This technical debt can be managed in several ways, with strategies to be established by the IT department in line with business needs. In all cases, this strategy takes the form of a trade-off, as in the case of loan repayment, between operating costs and investment costs.

Arbitrate between operating and investment costs.

Schematically, there are only two ways to repay a debt: either by maturity or in fine. In the first case, this implies planning upstream to invest regularly to renovate a part of the infrastructure or an application environment. In the second case, one does nothing to repay, one simply accumulates debt until the next due date. Unfortunately, in the case of IS, the less you invest, the more technical and functional obsolescence takes hold. And the bigger the jump to pay off the debt becomes. It is no longer a simple upgrade, or version change, but a complete redesign or transformation.

This discrepancy between the two technical debt repayment mechanisms has been amplified by the digital transformation that is accelerating every year, notably with the introduction of new technologies, new development modes and the agile organization. The technical debt of large companies is increasingly heavy and represents a significant inertia for the achievement of its objectives. As a result, technical obsolescence is occurring more and more rapidly.

Faced with this phenomenon, new players are arriving on the market, without any existing infrastructure or fleet to renew. They have no debt to manage. Without this technical debt, these young companies are much more agile and dynamic and have the ability to break the codes and capture market share very quickly. Conversely, large companies, who also want to be on board with this transformation, are forced to carry their technical debt at arm’s length. And the management of this debt is holding them back.

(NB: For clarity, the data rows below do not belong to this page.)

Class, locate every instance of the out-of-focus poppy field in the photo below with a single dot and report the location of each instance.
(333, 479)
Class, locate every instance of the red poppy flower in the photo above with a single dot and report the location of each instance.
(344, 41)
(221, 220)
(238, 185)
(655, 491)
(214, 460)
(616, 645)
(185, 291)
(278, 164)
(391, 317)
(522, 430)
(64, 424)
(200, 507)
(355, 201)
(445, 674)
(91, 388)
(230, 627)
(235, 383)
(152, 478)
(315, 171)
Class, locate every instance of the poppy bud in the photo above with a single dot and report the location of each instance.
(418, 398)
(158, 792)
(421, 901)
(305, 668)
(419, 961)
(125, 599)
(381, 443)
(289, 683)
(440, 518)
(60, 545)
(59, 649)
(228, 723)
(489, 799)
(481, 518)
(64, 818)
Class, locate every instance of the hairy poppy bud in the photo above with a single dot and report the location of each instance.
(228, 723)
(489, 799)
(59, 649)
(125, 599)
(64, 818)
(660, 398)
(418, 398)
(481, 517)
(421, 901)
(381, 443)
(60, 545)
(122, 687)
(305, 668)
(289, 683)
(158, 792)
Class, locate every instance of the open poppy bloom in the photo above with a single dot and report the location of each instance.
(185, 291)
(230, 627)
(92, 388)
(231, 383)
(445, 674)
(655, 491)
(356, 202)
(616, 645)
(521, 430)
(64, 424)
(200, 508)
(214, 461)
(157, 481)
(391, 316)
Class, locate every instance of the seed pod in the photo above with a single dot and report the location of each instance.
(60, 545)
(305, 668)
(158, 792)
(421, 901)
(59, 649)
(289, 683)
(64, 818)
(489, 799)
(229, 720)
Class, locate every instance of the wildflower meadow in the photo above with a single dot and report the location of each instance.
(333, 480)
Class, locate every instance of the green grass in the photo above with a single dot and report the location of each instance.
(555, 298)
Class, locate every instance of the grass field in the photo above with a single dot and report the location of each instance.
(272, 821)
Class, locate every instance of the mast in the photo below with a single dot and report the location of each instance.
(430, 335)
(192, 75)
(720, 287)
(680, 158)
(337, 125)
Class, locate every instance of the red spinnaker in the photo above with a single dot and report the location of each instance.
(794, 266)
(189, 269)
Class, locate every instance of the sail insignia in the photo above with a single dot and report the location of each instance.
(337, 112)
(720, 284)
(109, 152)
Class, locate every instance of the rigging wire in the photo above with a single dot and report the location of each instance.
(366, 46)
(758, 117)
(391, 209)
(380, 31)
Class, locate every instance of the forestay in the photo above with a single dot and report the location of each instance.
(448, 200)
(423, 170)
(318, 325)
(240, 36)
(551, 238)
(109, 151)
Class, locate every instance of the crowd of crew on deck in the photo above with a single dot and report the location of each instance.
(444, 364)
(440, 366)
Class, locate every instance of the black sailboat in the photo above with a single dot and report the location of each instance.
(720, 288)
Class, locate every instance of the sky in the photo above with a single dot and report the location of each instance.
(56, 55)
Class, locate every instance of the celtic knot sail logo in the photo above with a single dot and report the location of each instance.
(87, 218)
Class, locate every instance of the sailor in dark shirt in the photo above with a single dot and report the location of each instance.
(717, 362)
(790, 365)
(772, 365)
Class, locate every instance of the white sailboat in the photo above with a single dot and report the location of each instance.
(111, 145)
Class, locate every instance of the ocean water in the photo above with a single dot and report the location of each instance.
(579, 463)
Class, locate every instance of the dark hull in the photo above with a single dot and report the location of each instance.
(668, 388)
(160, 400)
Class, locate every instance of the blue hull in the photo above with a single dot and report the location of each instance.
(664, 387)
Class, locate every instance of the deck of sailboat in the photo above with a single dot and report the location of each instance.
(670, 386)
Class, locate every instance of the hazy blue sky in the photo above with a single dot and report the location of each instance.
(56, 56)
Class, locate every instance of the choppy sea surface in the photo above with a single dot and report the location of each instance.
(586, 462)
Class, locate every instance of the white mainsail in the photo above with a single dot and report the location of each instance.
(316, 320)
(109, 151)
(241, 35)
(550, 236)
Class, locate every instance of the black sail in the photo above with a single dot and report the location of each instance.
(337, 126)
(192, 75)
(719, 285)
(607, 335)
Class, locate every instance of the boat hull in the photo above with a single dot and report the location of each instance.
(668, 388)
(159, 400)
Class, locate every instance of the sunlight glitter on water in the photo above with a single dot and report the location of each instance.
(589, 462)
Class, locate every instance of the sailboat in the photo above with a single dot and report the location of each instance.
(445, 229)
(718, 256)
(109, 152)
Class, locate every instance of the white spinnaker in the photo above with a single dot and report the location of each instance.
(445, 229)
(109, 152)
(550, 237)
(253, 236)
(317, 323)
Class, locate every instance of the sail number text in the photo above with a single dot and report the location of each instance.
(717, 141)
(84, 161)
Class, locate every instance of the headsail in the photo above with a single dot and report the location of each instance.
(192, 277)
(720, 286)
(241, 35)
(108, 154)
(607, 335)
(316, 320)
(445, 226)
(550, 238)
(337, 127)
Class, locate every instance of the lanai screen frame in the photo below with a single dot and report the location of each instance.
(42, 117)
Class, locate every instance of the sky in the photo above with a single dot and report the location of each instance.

Aiming for a Capex vs. Opex balance

The trade-off for this technical debt remains constant: how to control operating costs in such a way as to always preserve its investment capacity? A 50/50 ratio – between operations and investment – is an ideal target. However, the majority of IT spending by large companies is now more about operating costs than capital expenditure.

With lower investments, technical obsolescence and technical debt together increase, as does the share of the operating budget. These companies are always caught in the middle: how can they invest enough to control their operating costs? Preserving high investment margins is a virtuous way to maintain the capacity to invest and transform.

Monitor new IS uses

Any player can now have instant access to IT resources and unrestricted computing power, with usage-based billing. The company has moved from a Capex world where it owned its resources and managed usage freely… to an Opex world where billing is linked to usage time. If not vigilant, Opex – with its attendant on-demand billing – can gradually become a burden.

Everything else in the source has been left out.